糖尿病患者におけるスタチンと血糖コントロール

論文紹介

ADAの推奨ではスタチンは以下のような場合に使用することを推奨されております。


文献2 Table9.1より引用

実質40歳以上の糖尿病なら中等度あるいは高度のスタチンを使用するということですが、スタチンを使用する前にHbA1cがどれくらい上昇させるのか上手く説明できなかったので調べてみました。



■ 試験デザイン

We included RCTs in which the intervention group received statins and the control group received placebo or standard treatment, with >200 participants enrolled, with the intervention lasting >12 weeks and with pre- and post-intervention HbA1c reported.

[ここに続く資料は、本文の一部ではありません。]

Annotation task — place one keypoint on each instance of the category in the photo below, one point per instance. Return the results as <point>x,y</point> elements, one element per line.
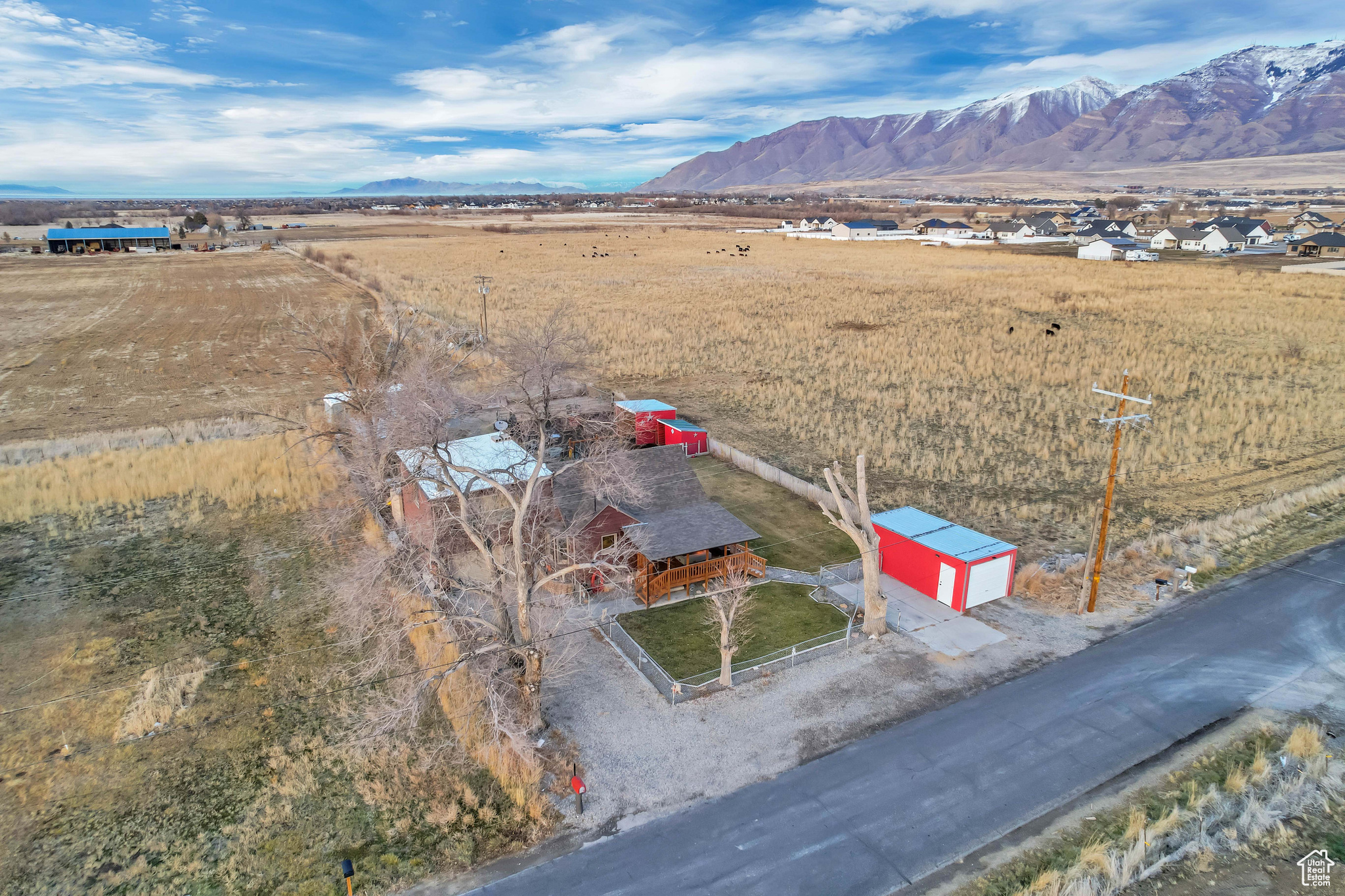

We combined study-specific estimates using random-effects model meta-analysis.

TPECOに分けると下記のようになります
T meta-analysis of RCTs 1970~2013年 200名以上 12週間以上
P 糖尿病患者
E スタチン使用群
C プラセボ群 or 標準治療群(食事運動療法か?)
O HbA1c



■ 結果

the mean HbA1c of participants randomised to statins was higher than those randomised to the control group: mean difference (95% CI) was 0.12% (0.04, 0.20) or 1.3 mmol/mol (0.4, 2.2); p = 0.003.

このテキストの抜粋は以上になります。